Parmi les juges et autres experts juridiques interrogés par NBC, il semble y avoir deux écoles de pensée dominantes sur la manière de traiter l'IA. L'une soutient que nous devrions anticiper la menace de l'IA en mettant à jour les règles judiciaires, par exemple en instituant des lignes directrices qui dictent la manière dont les avocats vérifient leurs preuves, ou en confiant au juge, plutôt qu'au jury, le devoir d'identifier la contrefaçon par IA. L'autre camp maintient que nous devrions laisser les juges s'en débrouiller entre eux, et voir si une « apocalypse » de preuves forgées par l'IA se produit réellement.
Actuellement, ce dernier sentiment guide la politique officielle.
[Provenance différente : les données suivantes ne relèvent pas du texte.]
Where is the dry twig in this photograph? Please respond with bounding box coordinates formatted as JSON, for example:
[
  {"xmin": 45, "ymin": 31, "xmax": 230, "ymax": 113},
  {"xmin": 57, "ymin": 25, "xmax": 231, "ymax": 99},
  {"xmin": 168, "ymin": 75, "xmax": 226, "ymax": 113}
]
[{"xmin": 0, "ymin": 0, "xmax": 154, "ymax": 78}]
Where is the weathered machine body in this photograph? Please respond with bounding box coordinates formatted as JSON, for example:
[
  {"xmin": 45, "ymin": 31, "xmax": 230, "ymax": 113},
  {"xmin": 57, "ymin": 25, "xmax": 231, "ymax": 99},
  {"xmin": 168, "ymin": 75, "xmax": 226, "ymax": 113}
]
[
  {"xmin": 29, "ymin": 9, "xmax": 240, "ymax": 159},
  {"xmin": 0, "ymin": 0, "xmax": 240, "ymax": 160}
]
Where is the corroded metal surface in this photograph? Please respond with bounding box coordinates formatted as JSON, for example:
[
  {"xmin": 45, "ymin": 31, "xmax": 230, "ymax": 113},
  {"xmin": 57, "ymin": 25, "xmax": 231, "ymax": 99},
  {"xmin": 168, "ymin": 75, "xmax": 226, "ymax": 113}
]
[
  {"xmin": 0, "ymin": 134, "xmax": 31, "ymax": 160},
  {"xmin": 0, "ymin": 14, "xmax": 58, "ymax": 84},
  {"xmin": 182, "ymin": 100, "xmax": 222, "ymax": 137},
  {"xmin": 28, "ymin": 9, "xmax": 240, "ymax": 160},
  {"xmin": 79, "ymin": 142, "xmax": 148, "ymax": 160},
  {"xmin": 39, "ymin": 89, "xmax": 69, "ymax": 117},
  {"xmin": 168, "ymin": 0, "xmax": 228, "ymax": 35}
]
En mai, NBC a noté que le Comité consultatif sur les règles de preuve de la Conférence judiciaire américaine avait rejeté les propositions de mise à jour des directives sur l'IA, arguant que « les normes d'authenticité existantes sont à la hauteur de la tâche de réglementer les preuves d'IA. »
Le comité a signalé qu'il était ouvert à l'institution de ces changements à l'avenir, ce qui pourrait prendre des années, mais en attendant, l'IA se déchaînera dans les salles d'audience, et probablement sous notre nez.
« Je pense que les preuves falsifiées ou modifiées générées par l'IA se produisent beaucoup plus fréquemment que ce qui est rapporté publiquement », a déclaré à NBC la juge Erica Yew, membre de la Cour supérieure du comté de Santa Clara, en Californie.